Nardos Yosef
Anlicker
English 1102
14 November 2016
The
article we were assigned to read this week was called ‘The Separating Sickness’.
The title is appropriate because it discusses how people with diseases and
people with disabilities are separated because of society’s perception of them.
The diseases not only have a physical effect on them but also emotional.

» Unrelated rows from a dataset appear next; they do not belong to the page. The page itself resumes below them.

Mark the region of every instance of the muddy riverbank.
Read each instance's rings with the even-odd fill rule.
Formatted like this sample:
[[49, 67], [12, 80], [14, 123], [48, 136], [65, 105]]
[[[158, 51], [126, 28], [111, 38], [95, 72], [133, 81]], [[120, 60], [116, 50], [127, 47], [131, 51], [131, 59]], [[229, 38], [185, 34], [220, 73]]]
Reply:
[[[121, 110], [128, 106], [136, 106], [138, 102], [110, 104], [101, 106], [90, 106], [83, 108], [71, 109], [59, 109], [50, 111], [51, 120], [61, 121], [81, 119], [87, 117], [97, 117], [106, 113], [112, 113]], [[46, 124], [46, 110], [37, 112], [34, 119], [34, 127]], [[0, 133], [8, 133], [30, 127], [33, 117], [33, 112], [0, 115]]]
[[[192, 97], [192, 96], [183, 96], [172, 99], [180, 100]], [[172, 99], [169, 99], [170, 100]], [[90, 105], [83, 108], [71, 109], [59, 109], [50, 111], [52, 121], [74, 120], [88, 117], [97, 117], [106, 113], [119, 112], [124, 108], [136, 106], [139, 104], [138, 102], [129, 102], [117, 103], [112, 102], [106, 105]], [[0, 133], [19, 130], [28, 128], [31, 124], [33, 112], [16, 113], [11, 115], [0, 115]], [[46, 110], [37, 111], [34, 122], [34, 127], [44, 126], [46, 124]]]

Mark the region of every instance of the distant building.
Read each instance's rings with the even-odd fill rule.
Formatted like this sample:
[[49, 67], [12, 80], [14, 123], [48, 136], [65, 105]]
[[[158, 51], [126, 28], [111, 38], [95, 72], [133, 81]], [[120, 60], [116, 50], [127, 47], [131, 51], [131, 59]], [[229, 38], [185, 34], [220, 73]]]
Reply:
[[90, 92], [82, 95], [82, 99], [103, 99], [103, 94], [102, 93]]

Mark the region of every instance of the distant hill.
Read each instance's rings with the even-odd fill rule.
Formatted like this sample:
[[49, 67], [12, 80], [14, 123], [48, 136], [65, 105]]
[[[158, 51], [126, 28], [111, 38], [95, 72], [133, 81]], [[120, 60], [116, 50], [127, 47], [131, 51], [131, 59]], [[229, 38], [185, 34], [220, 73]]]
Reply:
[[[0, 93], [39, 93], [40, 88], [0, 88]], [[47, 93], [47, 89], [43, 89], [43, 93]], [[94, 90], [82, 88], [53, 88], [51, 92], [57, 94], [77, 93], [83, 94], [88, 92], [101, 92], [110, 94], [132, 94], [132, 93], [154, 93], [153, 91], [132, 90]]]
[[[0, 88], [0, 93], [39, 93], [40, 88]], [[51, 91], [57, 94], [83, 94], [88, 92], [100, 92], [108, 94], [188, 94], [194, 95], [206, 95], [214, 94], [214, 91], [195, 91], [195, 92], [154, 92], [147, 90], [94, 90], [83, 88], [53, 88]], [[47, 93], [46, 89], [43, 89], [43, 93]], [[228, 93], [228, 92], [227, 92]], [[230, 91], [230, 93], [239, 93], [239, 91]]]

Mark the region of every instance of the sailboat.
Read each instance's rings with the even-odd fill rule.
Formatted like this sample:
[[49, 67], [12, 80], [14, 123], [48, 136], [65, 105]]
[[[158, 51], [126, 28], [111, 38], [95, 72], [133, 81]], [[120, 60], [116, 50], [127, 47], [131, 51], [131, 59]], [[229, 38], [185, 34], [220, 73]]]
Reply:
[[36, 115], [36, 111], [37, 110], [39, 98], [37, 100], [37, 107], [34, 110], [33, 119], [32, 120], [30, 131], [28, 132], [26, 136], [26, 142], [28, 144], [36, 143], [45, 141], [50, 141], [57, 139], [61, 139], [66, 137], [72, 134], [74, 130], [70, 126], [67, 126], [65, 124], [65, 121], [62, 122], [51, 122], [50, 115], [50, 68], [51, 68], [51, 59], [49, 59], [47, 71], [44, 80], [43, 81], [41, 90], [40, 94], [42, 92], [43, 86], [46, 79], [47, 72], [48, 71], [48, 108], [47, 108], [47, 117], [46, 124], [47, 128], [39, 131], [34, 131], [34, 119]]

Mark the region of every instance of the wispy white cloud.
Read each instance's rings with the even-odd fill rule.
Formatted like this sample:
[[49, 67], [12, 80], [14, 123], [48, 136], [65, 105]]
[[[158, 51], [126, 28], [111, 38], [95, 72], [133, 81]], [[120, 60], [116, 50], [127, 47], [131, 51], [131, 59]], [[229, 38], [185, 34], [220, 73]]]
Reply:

The article focuses mainly on the disease of leprosy. It gives
an anecdote about a man named Eddie Bacon. He was a forklift driver in Alaska
who developed mysterious rashes on his body. After seeing the doctor and being prescribed
medication, nothing was changing. He became weak and started losing weight-he
even began having trouble seeing. One day he ended up passing out and was
rushed to the emergency room. No one knew what was wrong with him. Four weeks
later, he was finally diagnosed: he had leprosy. Eddie Bacon was luckily
diagnosed in time to get proper treatment. He also states that his body
suffered irreversible damage which includes losing an eye, both feet, and
scarring on his arms and legs. He luckily is alive and healthy, and even ended
up getting married.
Leprosy is not a common disease in the US. Only 173 out
of a quarter million people were diagnosed with leprosy in America. He was sent
to America’s largest leprosy clinic in Louisiana. The clinic was called the
Louisiana Leper Home. Up until the late 1940’s and 50’s, people with leprosy
were denied basic rights such as the right to vote, marry, live with uninfected
spouses or to even leave the hospital.
Society and its response to people with illnesses like
leprosy is another disease. In Hawaii, people who suffered from leprosy were
hunted down and were offered a choice to either be exiled or killed. It was not
until doctors realized the leprosy was the least contagious disease that the
perception of people with leprosy was changed. The drug Promin was a painful
injection that improved the symptoms of leprosy dramatically. Leprosy is now
curable within a year or two worldwide.
Today, leprosy
researchers focus on the care of patients. Although the disease does damage
tissue and scar the skin, researchers realized that the cured patients were
getting injured more than people who have never suffered from leprosy. They would
literally injure themselves doing normal tasks that people do. Researchers
began focusing more on rehabilitation and how to help heal the victims of this
disease.
I believe that people with disabilities suffer enough as
victims of their disease. The way society treats these people have a lasting
affect and can encourage others the do the same, which leads to a cycle that
harms people. This article calls to attention the harmful way society treats
the disabled. I believe it is important for us to treat others with respect and
even with plain equality. The civil rights act clearly refers to the disabled
as people who need to be respected as well. America and other coutries around
the world should adhere to this rule and protect its disabled citizens.